What drove me to this $4 dollar purchase was the fact I had no idea that The Addams Family movie dipped its toes in the cereal world. I was really freaking amazed.  Don’t be surprised by this. I missed out on a crap ton of cool stuff from the 90’s because of life. But that’s why I have this blog. To fill in the blanks. The Addams Family Cereal find will be one of many for me.

This awesome website – Mr. Breafast – gives a nice breakdown on the history and contents of this very cool cereal tie-in. Read all about it by clicking the link. 

Examining the box really made me miss how freaking awesome everything was back in the day. We can’t even get NEW Halloween cereal despite the fact that Halloween has never been hotter. Imagine if the new Ghostbusters movie or the Goosebumps movie had a cereal! I know Goosebumps did it before. Why not do it for the new movie?!
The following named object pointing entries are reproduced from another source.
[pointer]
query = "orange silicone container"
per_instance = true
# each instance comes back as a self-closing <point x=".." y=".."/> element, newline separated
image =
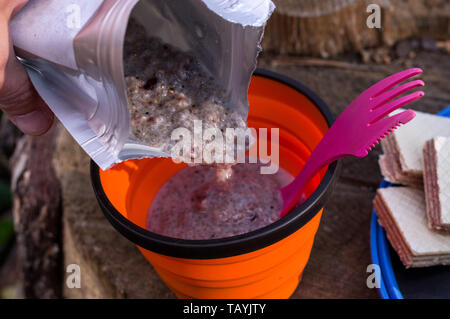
<point x="266" y="263"/>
Missed opportunities, guys!

Just look The Addams Family Cereal box. Look at the design. I don’t know if the corporate fat cats from the 90’s were far more creative or gutsy. Whatever the X-factor they had needs to come back to 2017.

 

“THE CREEPY, CRUNCH CEREAL WITH THE GREAT TASTE YOU’LL SCREAM FOR.”

Even the catchphrase on the cereal is awesome. Not impressed? Check out the commercial!

 

Watching this really made me want more modern cereal movie tie-ins. I don’t care for the superhero stuff. I’m talking spooky movies damn it!

Just imagine if the IT movie randomly came out with a Pennywise themed cereal. It would be kinda like Cap’n Crunch Crunch Berries. The various colored berries would be Pennywise’s balloons. The box would be white with his face dominating the entire front. The catchphrase?

The title: Pennywises Sugar Pops!

The catchphrase?

“It’s so good, you’ll float too!”   

And for the collectible?

A mini plastic Pennywise that changes his face when you press a button on his back!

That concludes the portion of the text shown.